Where’s the Evidence on Evidence? My Beef with the Lack of Efficacy Data on Apps

The latest report from the Joan Ganz Cooney Center, Getting a Read on the App Stores, provides an overview of what parents are most likely to encounter when they are looking for “educational apps.” The apps the team reviewed are ones that parents are likely to find on a variety of well-respected lists and have received awards for excellence. App descriptions were analyzed for a variety of features. The finding that was particularly interesting to me was that most app descriptions (on apps that are considered educational) do not mention “benchmarks” of educational quality. Rarely do those descriptions include information on having education or child development expertise on the team. Even more striking, only about 1/4 of the apps mentioned some sort of research testing. Almost all of the testing that was described was around usability, not efficacy. Hardly anybody reports any efficacy testing, which likely means that hardly anyone does any efficacy testing.

I don’t think I’m the only one who looked at this statistic and parroted Clara Peller from the 80s Wendy’s commercial and thought, “Where’s the beef?” Or in non-hamburger terms, “Where’s the evidence on evidence?” Given that the educational app industry takes home millions of dollars annually, it seems fair that we should expect some sort of positive growth in children when they spending hours using these apps. But what should we expect a single app to do? And should expectations of effectiveness vary by the cost of the app and the amount of time a child might use the app? If an app is free, should we not hold it to the same standard?

Having educators and child development experts on the development team is a start, as such experts do have more knowledge of the ingredients of what makes something educational. However, just because the ingredients going into something may be right, doesn’t mean the outcome is as intended (just look at anything I’ve ever tried to bake).

I am not an economist, but I do like to think of educational products in terms of time-displacement and cost-benefit, especially if parents and school systems are spending money on activities that are supposed to be enriching to children.
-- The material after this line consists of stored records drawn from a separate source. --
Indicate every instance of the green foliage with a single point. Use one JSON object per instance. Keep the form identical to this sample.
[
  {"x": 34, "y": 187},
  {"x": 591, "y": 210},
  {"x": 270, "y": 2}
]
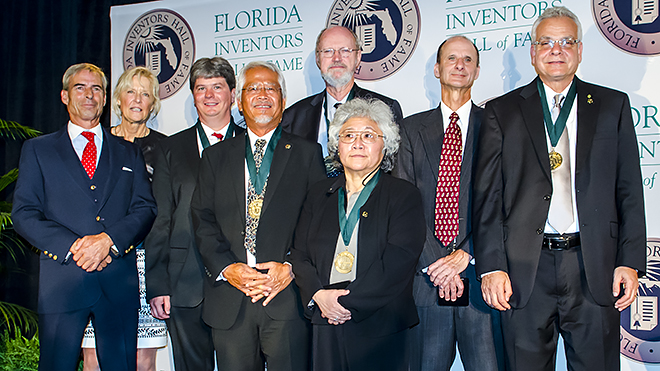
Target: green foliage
[
  {"x": 18, "y": 318},
  {"x": 13, "y": 316},
  {"x": 19, "y": 353},
  {"x": 14, "y": 130}
]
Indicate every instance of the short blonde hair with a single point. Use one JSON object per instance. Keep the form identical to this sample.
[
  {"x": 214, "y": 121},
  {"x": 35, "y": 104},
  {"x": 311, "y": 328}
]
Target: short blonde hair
[{"x": 125, "y": 82}]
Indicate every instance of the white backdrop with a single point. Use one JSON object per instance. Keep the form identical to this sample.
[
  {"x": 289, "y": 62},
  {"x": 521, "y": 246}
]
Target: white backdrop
[{"x": 285, "y": 32}]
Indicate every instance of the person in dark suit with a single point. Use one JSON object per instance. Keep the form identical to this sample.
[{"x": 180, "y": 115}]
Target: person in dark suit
[
  {"x": 446, "y": 258},
  {"x": 175, "y": 274},
  {"x": 558, "y": 208},
  {"x": 248, "y": 199},
  {"x": 357, "y": 243},
  {"x": 84, "y": 199},
  {"x": 338, "y": 54}
]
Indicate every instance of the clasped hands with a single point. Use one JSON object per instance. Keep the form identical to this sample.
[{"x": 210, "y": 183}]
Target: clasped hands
[
  {"x": 330, "y": 307},
  {"x": 92, "y": 252},
  {"x": 259, "y": 285},
  {"x": 445, "y": 274}
]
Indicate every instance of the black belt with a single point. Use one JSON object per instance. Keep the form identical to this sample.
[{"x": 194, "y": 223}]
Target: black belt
[{"x": 565, "y": 241}]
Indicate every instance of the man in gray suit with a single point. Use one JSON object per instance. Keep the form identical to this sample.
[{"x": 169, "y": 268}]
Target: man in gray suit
[
  {"x": 432, "y": 144},
  {"x": 175, "y": 275}
]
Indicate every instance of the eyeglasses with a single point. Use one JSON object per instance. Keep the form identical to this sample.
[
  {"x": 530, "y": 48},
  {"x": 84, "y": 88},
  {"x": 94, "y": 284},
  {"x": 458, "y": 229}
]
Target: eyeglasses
[
  {"x": 259, "y": 88},
  {"x": 343, "y": 52},
  {"x": 565, "y": 43},
  {"x": 367, "y": 136}
]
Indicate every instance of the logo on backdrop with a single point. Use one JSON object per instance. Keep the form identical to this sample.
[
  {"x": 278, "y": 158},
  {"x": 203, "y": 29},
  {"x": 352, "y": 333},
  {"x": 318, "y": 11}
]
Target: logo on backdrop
[
  {"x": 630, "y": 25},
  {"x": 162, "y": 41},
  {"x": 389, "y": 31},
  {"x": 640, "y": 333}
]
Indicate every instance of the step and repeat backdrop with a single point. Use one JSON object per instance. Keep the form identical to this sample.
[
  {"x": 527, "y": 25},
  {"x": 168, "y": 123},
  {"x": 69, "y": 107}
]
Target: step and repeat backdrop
[{"x": 621, "y": 46}]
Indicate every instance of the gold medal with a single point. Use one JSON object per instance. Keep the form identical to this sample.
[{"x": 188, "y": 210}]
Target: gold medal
[
  {"x": 344, "y": 262},
  {"x": 254, "y": 209},
  {"x": 555, "y": 160}
]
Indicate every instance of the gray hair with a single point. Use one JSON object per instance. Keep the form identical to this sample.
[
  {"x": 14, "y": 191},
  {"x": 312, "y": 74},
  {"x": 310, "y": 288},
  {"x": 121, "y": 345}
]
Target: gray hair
[
  {"x": 240, "y": 81},
  {"x": 374, "y": 110},
  {"x": 557, "y": 12},
  {"x": 208, "y": 68},
  {"x": 356, "y": 39},
  {"x": 125, "y": 83},
  {"x": 71, "y": 71}
]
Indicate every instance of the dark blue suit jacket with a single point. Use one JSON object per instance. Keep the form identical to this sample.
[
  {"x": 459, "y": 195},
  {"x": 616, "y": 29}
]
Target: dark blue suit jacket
[{"x": 56, "y": 203}]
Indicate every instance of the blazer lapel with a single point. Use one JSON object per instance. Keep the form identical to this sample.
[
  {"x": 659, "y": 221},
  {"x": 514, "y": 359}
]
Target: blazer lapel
[
  {"x": 280, "y": 159},
  {"x": 109, "y": 162},
  {"x": 532, "y": 111},
  {"x": 70, "y": 160},
  {"x": 236, "y": 167},
  {"x": 432, "y": 134},
  {"x": 587, "y": 119},
  {"x": 315, "y": 108}
]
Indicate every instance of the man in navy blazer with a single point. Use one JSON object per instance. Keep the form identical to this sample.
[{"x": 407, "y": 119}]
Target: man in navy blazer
[
  {"x": 86, "y": 220},
  {"x": 552, "y": 276},
  {"x": 433, "y": 342}
]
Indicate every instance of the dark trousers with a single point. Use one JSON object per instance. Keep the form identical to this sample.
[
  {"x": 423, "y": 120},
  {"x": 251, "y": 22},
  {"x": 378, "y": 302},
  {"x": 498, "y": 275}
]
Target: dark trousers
[
  {"x": 336, "y": 348},
  {"x": 562, "y": 304},
  {"x": 432, "y": 343},
  {"x": 192, "y": 342},
  {"x": 60, "y": 336},
  {"x": 255, "y": 340}
]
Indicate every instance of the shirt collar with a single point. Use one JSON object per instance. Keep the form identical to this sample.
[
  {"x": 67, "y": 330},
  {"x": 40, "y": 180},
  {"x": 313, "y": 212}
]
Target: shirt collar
[
  {"x": 550, "y": 94},
  {"x": 75, "y": 130},
  {"x": 463, "y": 115},
  {"x": 253, "y": 137}
]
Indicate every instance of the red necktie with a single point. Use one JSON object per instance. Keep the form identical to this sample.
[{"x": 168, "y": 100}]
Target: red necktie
[
  {"x": 89, "y": 154},
  {"x": 449, "y": 177}
]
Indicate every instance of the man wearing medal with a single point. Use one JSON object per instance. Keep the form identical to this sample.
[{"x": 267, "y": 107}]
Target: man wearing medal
[
  {"x": 338, "y": 55},
  {"x": 558, "y": 215},
  {"x": 445, "y": 267},
  {"x": 175, "y": 275},
  {"x": 248, "y": 199}
]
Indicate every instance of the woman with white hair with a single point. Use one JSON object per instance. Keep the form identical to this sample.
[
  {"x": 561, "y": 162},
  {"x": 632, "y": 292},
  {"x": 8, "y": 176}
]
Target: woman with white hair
[
  {"x": 356, "y": 246},
  {"x": 136, "y": 100}
]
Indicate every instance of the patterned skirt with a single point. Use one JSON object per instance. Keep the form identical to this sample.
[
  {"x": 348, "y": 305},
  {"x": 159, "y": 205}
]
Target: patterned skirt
[{"x": 152, "y": 332}]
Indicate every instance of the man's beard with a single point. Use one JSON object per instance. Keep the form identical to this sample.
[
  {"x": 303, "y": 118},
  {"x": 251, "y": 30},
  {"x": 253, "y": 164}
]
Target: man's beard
[
  {"x": 263, "y": 119},
  {"x": 337, "y": 82}
]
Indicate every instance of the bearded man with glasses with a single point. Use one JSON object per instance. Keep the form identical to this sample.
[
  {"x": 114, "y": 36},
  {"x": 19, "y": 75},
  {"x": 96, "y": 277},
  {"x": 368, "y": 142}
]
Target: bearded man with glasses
[{"x": 338, "y": 55}]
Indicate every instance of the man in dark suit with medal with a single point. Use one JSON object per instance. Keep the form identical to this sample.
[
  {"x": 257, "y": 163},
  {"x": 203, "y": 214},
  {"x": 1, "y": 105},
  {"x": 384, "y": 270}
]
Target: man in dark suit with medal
[
  {"x": 338, "y": 54},
  {"x": 429, "y": 142},
  {"x": 84, "y": 199},
  {"x": 175, "y": 274},
  {"x": 248, "y": 199},
  {"x": 559, "y": 229}
]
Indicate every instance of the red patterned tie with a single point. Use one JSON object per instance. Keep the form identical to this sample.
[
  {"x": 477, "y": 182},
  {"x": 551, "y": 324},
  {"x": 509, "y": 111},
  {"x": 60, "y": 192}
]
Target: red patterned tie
[
  {"x": 89, "y": 154},
  {"x": 449, "y": 177}
]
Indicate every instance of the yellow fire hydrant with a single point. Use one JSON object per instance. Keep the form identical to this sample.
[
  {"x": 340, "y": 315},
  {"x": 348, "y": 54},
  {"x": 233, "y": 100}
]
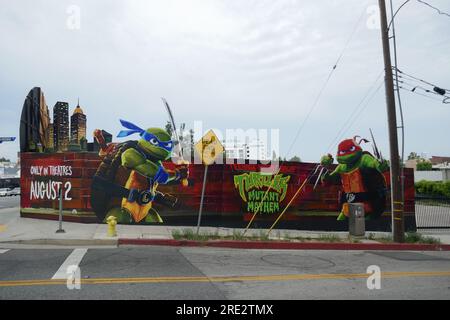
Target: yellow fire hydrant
[{"x": 112, "y": 222}]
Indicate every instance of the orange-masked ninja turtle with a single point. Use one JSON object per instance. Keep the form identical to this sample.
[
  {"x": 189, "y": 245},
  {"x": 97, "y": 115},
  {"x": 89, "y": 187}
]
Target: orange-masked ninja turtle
[{"x": 125, "y": 185}]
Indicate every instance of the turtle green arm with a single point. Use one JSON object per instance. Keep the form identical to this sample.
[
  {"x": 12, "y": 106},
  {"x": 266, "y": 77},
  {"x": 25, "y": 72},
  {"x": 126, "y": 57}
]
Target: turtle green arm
[
  {"x": 133, "y": 160},
  {"x": 368, "y": 161},
  {"x": 335, "y": 175}
]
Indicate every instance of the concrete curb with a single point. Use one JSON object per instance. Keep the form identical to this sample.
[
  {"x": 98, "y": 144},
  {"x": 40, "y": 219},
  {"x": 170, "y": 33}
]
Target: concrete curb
[
  {"x": 64, "y": 242},
  {"x": 286, "y": 245}
]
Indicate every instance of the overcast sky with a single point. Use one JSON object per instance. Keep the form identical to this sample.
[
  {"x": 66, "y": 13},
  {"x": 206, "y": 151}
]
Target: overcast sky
[{"x": 229, "y": 63}]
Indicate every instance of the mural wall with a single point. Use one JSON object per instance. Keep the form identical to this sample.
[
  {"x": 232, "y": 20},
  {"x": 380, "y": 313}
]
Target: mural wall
[{"x": 233, "y": 193}]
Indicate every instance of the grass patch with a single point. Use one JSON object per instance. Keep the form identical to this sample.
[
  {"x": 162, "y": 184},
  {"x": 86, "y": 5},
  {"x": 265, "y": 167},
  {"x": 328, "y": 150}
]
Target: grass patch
[
  {"x": 329, "y": 238},
  {"x": 414, "y": 237}
]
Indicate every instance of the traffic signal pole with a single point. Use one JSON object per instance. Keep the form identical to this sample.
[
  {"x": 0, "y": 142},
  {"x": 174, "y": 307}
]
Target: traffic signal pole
[{"x": 397, "y": 205}]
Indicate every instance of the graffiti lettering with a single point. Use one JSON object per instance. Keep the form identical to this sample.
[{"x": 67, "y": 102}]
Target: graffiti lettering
[
  {"x": 49, "y": 190},
  {"x": 253, "y": 188},
  {"x": 256, "y": 180},
  {"x": 58, "y": 171}
]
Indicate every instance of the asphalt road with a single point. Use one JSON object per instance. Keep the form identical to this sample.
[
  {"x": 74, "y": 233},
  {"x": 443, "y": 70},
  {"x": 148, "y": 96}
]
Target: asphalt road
[{"x": 161, "y": 273}]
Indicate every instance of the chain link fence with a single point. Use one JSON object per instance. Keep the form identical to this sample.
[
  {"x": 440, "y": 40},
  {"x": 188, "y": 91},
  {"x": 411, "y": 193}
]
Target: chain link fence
[{"x": 432, "y": 213}]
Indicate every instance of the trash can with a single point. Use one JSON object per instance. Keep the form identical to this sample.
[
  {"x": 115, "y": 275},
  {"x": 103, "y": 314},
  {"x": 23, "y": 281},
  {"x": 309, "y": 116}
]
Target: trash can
[{"x": 357, "y": 222}]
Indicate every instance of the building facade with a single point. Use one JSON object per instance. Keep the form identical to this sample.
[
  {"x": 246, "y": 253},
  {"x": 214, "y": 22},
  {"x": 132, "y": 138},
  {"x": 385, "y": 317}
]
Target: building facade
[
  {"x": 78, "y": 125},
  {"x": 61, "y": 126},
  {"x": 250, "y": 150}
]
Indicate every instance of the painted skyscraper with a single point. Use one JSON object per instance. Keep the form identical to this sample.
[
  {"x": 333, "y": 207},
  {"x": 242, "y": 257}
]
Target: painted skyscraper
[
  {"x": 61, "y": 126},
  {"x": 77, "y": 125}
]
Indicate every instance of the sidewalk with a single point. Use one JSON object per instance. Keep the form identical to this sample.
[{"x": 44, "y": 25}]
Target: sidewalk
[{"x": 43, "y": 232}]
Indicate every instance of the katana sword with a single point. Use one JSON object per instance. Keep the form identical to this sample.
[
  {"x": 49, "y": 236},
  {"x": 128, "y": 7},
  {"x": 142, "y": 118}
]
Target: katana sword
[{"x": 184, "y": 182}]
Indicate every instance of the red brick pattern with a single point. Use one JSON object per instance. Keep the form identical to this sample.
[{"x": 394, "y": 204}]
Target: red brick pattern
[{"x": 221, "y": 195}]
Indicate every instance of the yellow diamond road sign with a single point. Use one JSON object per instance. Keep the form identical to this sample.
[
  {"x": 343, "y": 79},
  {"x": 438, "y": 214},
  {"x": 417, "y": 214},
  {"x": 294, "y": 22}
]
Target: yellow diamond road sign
[{"x": 209, "y": 148}]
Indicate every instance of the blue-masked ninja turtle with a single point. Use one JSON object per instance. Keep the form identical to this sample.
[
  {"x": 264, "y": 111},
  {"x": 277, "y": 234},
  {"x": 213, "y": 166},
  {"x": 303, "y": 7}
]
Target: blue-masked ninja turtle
[{"x": 125, "y": 184}]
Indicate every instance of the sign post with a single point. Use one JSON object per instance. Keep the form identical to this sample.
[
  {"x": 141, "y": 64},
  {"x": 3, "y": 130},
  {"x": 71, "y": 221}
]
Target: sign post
[
  {"x": 60, "y": 229},
  {"x": 209, "y": 148}
]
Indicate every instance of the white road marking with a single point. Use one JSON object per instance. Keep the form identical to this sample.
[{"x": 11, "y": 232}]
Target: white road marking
[{"x": 73, "y": 259}]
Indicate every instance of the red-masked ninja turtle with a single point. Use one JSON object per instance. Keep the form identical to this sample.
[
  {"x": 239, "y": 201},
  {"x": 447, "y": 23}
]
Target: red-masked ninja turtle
[{"x": 361, "y": 176}]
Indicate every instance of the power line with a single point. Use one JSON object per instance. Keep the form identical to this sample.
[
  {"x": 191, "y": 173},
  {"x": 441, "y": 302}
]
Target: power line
[
  {"x": 420, "y": 1},
  {"x": 421, "y": 94},
  {"x": 322, "y": 90},
  {"x": 353, "y": 113},
  {"x": 419, "y": 79},
  {"x": 438, "y": 10}
]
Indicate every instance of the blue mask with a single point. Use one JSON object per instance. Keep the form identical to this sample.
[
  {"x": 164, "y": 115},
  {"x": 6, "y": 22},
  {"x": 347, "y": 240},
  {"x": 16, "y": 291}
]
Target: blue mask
[{"x": 151, "y": 138}]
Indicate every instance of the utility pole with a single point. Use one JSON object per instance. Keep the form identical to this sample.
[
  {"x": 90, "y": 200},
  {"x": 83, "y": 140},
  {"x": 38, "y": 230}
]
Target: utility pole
[{"x": 398, "y": 225}]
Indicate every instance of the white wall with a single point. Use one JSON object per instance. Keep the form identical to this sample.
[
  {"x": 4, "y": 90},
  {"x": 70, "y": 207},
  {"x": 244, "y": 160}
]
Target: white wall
[{"x": 428, "y": 176}]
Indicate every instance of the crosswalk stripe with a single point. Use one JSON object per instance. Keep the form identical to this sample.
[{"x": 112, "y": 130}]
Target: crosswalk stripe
[{"x": 73, "y": 259}]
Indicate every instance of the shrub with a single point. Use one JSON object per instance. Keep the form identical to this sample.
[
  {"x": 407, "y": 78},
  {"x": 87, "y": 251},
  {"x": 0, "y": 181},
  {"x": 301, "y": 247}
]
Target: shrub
[{"x": 432, "y": 188}]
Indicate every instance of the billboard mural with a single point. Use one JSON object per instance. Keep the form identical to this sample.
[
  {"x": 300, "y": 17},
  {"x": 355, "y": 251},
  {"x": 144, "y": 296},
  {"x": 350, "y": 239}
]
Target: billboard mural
[
  {"x": 233, "y": 192},
  {"x": 137, "y": 182}
]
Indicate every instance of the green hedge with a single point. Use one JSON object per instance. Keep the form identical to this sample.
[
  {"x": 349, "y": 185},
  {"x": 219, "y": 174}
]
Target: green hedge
[{"x": 432, "y": 188}]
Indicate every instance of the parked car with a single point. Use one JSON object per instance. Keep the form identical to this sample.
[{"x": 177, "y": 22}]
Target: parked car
[
  {"x": 13, "y": 192},
  {"x": 3, "y": 192}
]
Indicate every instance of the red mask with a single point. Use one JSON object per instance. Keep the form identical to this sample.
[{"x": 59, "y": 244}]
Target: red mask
[{"x": 347, "y": 147}]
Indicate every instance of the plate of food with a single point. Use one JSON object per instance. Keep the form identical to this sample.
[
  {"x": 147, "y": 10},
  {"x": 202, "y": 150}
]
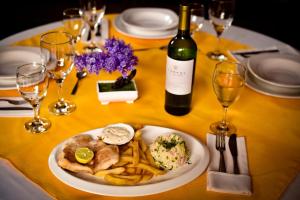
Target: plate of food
[{"x": 119, "y": 160}]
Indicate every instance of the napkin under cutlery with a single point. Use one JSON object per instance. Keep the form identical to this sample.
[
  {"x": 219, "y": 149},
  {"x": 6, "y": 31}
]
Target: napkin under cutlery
[
  {"x": 228, "y": 182},
  {"x": 10, "y": 110},
  {"x": 14, "y": 185}
]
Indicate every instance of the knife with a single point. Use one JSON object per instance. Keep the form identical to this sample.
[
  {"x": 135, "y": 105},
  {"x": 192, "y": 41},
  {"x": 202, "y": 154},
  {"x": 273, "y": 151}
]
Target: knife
[
  {"x": 234, "y": 153},
  {"x": 15, "y": 108}
]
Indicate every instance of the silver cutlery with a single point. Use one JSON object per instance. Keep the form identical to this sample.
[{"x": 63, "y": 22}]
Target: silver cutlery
[
  {"x": 220, "y": 146},
  {"x": 15, "y": 108},
  {"x": 14, "y": 101},
  {"x": 233, "y": 149}
]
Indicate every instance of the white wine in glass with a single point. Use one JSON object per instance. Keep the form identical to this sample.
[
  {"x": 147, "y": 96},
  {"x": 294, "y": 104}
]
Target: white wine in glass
[
  {"x": 197, "y": 17},
  {"x": 228, "y": 81},
  {"x": 32, "y": 83},
  {"x": 221, "y": 14},
  {"x": 57, "y": 54},
  {"x": 93, "y": 13}
]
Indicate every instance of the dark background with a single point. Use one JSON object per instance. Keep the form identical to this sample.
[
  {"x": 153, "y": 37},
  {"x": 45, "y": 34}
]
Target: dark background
[{"x": 276, "y": 18}]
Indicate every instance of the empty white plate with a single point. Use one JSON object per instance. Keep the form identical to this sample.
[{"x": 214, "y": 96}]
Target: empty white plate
[
  {"x": 149, "y": 19},
  {"x": 120, "y": 27},
  {"x": 275, "y": 74},
  {"x": 11, "y": 58},
  {"x": 280, "y": 70}
]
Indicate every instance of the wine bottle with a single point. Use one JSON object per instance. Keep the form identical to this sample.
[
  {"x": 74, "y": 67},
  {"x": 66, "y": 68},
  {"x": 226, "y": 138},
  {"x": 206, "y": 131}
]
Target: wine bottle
[{"x": 180, "y": 69}]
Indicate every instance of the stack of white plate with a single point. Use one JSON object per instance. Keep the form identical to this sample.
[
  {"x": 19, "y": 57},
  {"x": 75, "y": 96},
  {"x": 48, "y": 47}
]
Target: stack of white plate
[
  {"x": 147, "y": 23},
  {"x": 10, "y": 59},
  {"x": 275, "y": 74}
]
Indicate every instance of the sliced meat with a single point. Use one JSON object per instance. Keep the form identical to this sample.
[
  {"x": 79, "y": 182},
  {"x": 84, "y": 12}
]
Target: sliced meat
[
  {"x": 72, "y": 166},
  {"x": 105, "y": 157}
]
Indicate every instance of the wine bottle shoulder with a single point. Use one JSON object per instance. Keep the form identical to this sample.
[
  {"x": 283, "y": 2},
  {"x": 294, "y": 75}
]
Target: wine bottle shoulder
[{"x": 182, "y": 48}]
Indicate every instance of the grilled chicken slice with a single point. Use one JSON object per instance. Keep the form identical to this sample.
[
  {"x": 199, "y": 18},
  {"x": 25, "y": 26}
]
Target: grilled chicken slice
[
  {"x": 105, "y": 157},
  {"x": 72, "y": 166}
]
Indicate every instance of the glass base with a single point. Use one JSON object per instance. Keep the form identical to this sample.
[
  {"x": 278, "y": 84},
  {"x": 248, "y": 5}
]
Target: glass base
[
  {"x": 216, "y": 55},
  {"x": 220, "y": 127},
  {"x": 39, "y": 125},
  {"x": 62, "y": 107}
]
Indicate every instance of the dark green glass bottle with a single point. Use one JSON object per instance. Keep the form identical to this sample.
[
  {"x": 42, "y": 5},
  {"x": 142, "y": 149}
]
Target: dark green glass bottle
[{"x": 180, "y": 69}]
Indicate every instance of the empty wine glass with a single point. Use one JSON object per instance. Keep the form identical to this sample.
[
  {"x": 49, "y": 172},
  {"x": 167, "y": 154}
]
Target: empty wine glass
[
  {"x": 197, "y": 17},
  {"x": 93, "y": 13},
  {"x": 221, "y": 16},
  {"x": 32, "y": 83},
  {"x": 228, "y": 81},
  {"x": 57, "y": 54},
  {"x": 73, "y": 23}
]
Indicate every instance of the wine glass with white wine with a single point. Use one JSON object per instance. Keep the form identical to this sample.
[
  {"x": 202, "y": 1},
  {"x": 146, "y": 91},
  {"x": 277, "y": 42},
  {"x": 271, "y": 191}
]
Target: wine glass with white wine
[
  {"x": 93, "y": 13},
  {"x": 197, "y": 17},
  {"x": 32, "y": 83},
  {"x": 228, "y": 81},
  {"x": 221, "y": 14},
  {"x": 57, "y": 54}
]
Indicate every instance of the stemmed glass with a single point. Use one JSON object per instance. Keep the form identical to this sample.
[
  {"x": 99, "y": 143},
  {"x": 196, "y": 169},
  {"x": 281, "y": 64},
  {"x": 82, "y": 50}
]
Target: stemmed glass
[
  {"x": 73, "y": 23},
  {"x": 57, "y": 54},
  {"x": 93, "y": 13},
  {"x": 221, "y": 16},
  {"x": 32, "y": 83},
  {"x": 228, "y": 81},
  {"x": 197, "y": 17}
]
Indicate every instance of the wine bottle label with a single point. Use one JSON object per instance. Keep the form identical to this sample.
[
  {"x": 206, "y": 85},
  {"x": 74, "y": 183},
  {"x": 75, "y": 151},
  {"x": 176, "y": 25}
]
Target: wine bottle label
[{"x": 179, "y": 76}]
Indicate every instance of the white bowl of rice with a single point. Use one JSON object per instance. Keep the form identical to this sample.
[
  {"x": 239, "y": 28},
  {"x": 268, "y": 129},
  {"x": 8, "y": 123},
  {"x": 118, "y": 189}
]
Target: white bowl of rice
[{"x": 169, "y": 151}]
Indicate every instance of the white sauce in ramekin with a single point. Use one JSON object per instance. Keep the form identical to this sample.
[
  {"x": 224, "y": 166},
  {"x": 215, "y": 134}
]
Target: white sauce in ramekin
[{"x": 117, "y": 134}]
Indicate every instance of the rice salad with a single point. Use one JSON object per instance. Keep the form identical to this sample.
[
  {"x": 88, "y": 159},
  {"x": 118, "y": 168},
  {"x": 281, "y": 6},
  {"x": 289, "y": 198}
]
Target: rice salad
[{"x": 169, "y": 151}]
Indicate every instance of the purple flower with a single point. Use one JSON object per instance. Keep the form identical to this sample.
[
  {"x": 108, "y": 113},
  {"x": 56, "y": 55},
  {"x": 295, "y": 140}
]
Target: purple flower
[{"x": 117, "y": 57}]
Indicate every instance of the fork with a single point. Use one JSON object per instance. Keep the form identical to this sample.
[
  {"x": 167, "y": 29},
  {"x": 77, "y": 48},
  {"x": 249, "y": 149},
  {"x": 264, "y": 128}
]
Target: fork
[
  {"x": 14, "y": 102},
  {"x": 220, "y": 146}
]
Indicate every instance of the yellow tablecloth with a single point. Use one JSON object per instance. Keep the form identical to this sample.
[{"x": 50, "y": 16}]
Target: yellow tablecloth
[{"x": 271, "y": 125}]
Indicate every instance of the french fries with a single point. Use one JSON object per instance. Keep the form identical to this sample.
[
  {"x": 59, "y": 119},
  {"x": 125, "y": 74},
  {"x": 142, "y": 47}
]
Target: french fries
[{"x": 136, "y": 164}]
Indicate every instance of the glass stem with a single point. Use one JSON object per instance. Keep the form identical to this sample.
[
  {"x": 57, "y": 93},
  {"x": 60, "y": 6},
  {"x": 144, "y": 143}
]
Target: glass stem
[
  {"x": 224, "y": 119},
  {"x": 60, "y": 91},
  {"x": 93, "y": 35},
  {"x": 219, "y": 43},
  {"x": 36, "y": 111}
]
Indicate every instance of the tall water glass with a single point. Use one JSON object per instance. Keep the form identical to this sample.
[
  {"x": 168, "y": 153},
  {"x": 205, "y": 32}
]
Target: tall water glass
[
  {"x": 221, "y": 14},
  {"x": 57, "y": 54},
  {"x": 32, "y": 83},
  {"x": 93, "y": 13}
]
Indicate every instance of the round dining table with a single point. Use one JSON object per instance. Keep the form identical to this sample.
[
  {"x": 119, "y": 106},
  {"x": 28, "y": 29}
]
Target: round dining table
[{"x": 269, "y": 124}]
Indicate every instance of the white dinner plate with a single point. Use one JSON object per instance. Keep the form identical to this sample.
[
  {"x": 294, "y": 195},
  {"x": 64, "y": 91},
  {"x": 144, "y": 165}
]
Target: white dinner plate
[
  {"x": 149, "y": 19},
  {"x": 199, "y": 160},
  {"x": 252, "y": 84},
  {"x": 119, "y": 26},
  {"x": 10, "y": 59},
  {"x": 281, "y": 70}
]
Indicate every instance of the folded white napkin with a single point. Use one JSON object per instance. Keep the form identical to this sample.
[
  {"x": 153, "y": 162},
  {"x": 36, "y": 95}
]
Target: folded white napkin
[
  {"x": 228, "y": 182},
  {"x": 104, "y": 31},
  {"x": 15, "y": 112},
  {"x": 235, "y": 54},
  {"x": 14, "y": 185}
]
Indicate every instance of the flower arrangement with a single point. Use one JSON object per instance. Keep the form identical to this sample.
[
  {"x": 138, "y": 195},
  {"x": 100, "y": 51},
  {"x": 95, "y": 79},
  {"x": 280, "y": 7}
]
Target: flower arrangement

Years ago, my graduate school advisors found that educational television viewing co-existed with book reading and other educational endeavors. In fact, those who viewed more educational television also read more and did other educational activities than those who watched less educational television. These days, we do not have solid data on what app use displaces or complements. We also have very little information on the cost-benefit of individual apps or app learning programs.

Those studying effects of large-scale literacy interventions look at impact in terms of statistical “effect” sizes. Given that there are widely-accepted valid and reliable “tests” of literacy, researchers are able to compare one intervention over another and divide the cost of the intervention across the number of children served and the “effect” it produced for that cost. Over the course of a year, for example, 1^st graders on average increase their literacy scores on national tests almost a full standard deviation. Comparing the amount of time a child spends on literacy activities in school compared to the amount of time he or she spends with an app, if an inexpensive app produces an increase of even a quarter of a standard deviation over a few months, that would be an impressive app.

Effect sizes and standard deviations are difficult to describe in practical terms so here is another way of thinking about effects using vocabulary growth as an example. According to some literary experts children need to learn about 800 words per year in 1^st and 2^nd grade in order to remain on grade level. Using this as a benchmark, if a child learns one extra word a day for 3 months from using an app that costs $1.99 for 5 minutes a day, it appears to be a good use of a $1.99. But if no words are learned, does it still count as educational? Do inedible cookies count as delicious if they look beautiful with most of the right ingredients (aren’t baking soda and baking powder the same?)?

I am not expecting every individual app to be held to the “effect size” benchmark requiring standardized tests to assess effectiveness (although I do think more extensive learning systems should be held to such standards). But I would expect that the developers begin to engage in some sort of assessment of whether children learn the content the app is intending to teach. Furthermore, an app may increase motivation or interest in literacy and other educational activities. Measuring these kinds of changes is also important.

It was understandable when apps first came on the education scene that there was little research to back up educational claims. Now though, it seems fair to expect some sort of quality control on what allows an app to self-proclaim educational merit. Dr. Hirsh-Pasek and colleagues wrote a wonderful guide about what should be in an app to make it educational. This is a great start. I think we also need criteria that is not only based on what ingredients go into making an app, but also what evidence it produces. Intent should be backed up by results. And indeed, one day I will perfect my intent to become a master baker, with a deliciously baked chocolate chip cookie that Cookie Monster would be proud to devour.

Jennifer Kotler Clarke, PhD, is the Vice President of Content Research & Evaluation at Sesame Workshop, the nonprofit educational organization behind Sesame Street and other educational programs for children. Dr. Kotler Clarke is responsible for research planning and creating logic models in order to maximize the impact of Sesame Workshop’s content on children, parents, and educators across the globe. She oversees research design, methodology, assessment and data analysis. She also develops and executes studies designed to inform the creation of educational material for children.